In our previous study, we predicted 9 key aa sites on human ACE2 potentially critical for the receptor utilization, including T20, K31, Y41, K68, Y83, K353, D355, R357 and M383, based on the SARS-CoV-2 utilization of human, bat, civet, swine and mouse ACE2s (Qiu, Zhao et al. 2020). Here we tested 15 more species to validate the role of the 9 sites. As shown in Figure 3A , Y/H41, D355, R357 and R383 were conserved in all ACE2s, and K68 was conserved in both mouse and chicken ACE2s which could not be used by SARS-CoV-2, indicating that these sites were not determining the receptor utilization by SARS-CoV-2. Q42 was conserved in mouse ACE2 but was substituted by E42 in chicken ACE2, indicating a complicated role of this site. On the contrary, T20, K31 and Y83 in usable ACE2s were distinct from the corresponding aa in unusable ACE2s, indicating their cirtical role in determining SARS-CoV-2 utilization.
Among the three key sites, substitutions of K31 and Y83 have been reported to abolish or strongly inhibit SARS-CoV binding and the mechanism has been well documented (Li, Zhang et al. 2005, Wan, Shang et al. 2020). Remarkably, our study revealed T20 of ACE2 as a potential key aa residue for SARS-CoV-2 utilization. T20 has not been reported to affect SARS-CoV utilization but mouse ACE2 with T20L and chicken ACE2 with T20V could not be used by SARS-CoV-2. T20 is located at the N terminus of most mature mammalian ACE2s. According to the structure of SARS-CoV-2 receptor-binding domain complexed with human ACE2, the N-terminal T20 of ACE2 is close to S477 and T478 of SARS-CoV-2 RBM (Figure 3B ) (Shang, Ye et al. 2020). Both threonine and serine contain hydroxyl radicals that allow them to form hydrogen bonds with each other. Thus, T20 of human ACE2 is likely to bridge with S477 and T478 of SARS-CoV-2 spike via hydrogen bonds, which stabilizes the ACE2-spike binding. However, L20 on mouse ACE2 and V20 on chicken ACE2 are both aliphatic aa that cannot form hydrogen bonds to support the ACE2-spike binding, which may impair the utilization of these two ACE2s by SARS-CoV-2. In SARS-CoV spike, the two aa residues are substituted by G463 and K464. K464 can form hydrogen bonds with threonine and G463 is a non-polar aa that can interact with valine or leucine via hydrophobic bond together with the adjacent A461. Therefore, SARS-CoV spike can interact with various N-terminal aa of ACE2s, and this may be the reason why SARS-CoV can utilize mouse and chicken ACE2s while SARS-CoV-2 cannot.
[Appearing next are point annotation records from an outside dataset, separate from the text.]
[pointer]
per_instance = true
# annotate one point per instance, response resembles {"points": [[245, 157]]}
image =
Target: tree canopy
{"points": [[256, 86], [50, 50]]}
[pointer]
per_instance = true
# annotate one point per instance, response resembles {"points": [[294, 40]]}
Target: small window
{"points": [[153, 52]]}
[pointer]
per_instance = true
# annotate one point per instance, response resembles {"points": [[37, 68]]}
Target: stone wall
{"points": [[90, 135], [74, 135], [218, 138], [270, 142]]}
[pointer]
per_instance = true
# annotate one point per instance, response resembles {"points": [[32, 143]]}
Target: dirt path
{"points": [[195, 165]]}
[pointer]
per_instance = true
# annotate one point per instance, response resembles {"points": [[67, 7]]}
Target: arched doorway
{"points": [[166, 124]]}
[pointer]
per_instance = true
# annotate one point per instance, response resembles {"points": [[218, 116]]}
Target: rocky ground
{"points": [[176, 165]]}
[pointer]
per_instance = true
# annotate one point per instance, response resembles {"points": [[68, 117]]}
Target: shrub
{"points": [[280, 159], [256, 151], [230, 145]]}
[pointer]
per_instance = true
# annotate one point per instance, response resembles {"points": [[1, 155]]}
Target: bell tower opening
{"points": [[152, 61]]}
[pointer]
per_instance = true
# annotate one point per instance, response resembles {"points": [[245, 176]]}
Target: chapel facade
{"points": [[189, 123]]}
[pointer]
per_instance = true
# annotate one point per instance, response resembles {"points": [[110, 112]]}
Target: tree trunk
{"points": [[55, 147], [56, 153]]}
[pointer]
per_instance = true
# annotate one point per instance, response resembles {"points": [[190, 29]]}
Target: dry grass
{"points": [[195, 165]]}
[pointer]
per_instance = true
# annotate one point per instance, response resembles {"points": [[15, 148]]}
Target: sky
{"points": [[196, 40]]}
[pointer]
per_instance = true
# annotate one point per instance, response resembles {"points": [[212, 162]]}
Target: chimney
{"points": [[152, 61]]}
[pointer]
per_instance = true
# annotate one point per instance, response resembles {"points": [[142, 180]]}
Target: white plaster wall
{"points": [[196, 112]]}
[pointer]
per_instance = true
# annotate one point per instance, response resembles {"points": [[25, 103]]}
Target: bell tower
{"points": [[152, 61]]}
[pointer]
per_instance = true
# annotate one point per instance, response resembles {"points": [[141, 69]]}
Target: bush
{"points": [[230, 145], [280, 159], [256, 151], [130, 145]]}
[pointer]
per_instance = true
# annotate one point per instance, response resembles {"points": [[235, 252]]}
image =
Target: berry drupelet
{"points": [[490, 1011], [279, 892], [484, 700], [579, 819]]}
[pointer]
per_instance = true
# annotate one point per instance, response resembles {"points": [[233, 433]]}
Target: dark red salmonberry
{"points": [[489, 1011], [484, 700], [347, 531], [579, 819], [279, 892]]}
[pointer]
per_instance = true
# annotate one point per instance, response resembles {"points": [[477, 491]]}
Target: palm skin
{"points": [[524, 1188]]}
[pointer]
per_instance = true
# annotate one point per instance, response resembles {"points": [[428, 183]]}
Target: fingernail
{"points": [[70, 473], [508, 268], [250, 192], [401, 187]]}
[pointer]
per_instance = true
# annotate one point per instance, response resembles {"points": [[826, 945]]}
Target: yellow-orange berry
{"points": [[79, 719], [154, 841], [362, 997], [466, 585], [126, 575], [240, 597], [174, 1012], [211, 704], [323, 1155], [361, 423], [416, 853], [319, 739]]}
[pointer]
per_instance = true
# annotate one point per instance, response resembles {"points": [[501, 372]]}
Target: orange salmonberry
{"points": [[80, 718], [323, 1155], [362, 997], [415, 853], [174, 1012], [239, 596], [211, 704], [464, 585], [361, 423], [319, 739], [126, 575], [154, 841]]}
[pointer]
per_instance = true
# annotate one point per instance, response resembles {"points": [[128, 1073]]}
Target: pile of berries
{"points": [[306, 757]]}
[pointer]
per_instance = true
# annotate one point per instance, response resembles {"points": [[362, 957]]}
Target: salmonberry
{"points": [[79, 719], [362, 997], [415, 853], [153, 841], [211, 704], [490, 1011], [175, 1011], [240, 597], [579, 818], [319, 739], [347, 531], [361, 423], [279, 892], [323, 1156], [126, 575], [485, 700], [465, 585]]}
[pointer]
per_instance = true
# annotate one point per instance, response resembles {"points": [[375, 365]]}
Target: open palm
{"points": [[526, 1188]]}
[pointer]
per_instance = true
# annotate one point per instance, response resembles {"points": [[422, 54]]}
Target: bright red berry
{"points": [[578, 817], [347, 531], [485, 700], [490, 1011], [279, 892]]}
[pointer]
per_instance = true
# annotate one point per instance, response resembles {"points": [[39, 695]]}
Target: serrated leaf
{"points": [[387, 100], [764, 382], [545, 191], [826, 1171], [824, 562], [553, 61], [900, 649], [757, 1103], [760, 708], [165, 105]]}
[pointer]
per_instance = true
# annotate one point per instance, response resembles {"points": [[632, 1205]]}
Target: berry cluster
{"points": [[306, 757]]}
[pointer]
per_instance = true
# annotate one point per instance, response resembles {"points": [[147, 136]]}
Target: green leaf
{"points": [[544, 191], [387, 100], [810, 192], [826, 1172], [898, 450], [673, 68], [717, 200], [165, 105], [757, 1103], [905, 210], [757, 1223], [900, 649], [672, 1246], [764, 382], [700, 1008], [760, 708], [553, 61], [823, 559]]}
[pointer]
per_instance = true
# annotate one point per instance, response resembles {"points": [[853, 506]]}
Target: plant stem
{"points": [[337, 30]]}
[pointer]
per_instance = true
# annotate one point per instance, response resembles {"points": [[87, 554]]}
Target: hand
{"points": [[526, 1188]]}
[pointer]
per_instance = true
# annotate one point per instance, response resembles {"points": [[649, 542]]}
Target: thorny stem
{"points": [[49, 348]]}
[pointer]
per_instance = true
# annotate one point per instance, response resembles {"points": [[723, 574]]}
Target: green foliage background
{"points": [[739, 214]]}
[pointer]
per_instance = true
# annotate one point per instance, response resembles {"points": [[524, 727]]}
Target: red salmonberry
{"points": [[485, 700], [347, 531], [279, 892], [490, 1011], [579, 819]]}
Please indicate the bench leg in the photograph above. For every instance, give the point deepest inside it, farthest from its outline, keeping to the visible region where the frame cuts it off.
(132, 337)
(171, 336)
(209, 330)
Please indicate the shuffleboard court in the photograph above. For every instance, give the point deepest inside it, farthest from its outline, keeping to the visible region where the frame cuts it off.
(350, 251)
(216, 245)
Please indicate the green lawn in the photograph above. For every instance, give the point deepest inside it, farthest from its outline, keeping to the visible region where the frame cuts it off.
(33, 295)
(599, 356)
Pangolin CoV spike shares high similarity with SARS-CoV-2 which keeps S477 and T478. However, Pangolin CoV spike harbors alkaline H498 that can interact with acidic Q42 and E42 of mouse and chicken ACE2, respectively, via ionic affinity, which may complementally support the ACE2-spike binding and allow the utilization of mouse and chicken ACE2 by Pangolin CoV. On the contrary, SARS-CoV-2 spike substitutes H498 with acidic Q498, leading to ionic repulsion with Q42 and E42, blocking its binding with mouse and chicken ACE2s. Nevertheless, all the speculation about the aa residues on ACE2 key for spike-ACE2 binding is based on the sequence analysis, and mutation validation is necessary to further verify the roles of those sites.
In summary, our results showed less ACE2 utilization by SARS-CoV-2 compared to SARS-CoV and pangolin CoV, especially for murine and bird ACE2s, indicating narrower host range of SARS-CoV-2. Meanwhile, we found that the N-terminal T20 and Q42 might be critical in determining the difference of ACE2 utilization by the three SARSr-CoVs. Our findings deepen the understanding about the receptor utilization and the host range of SARS-CoV-2, providing useful information for tracing virus transmission routes and preventing pandemics caused by CoVs in the future.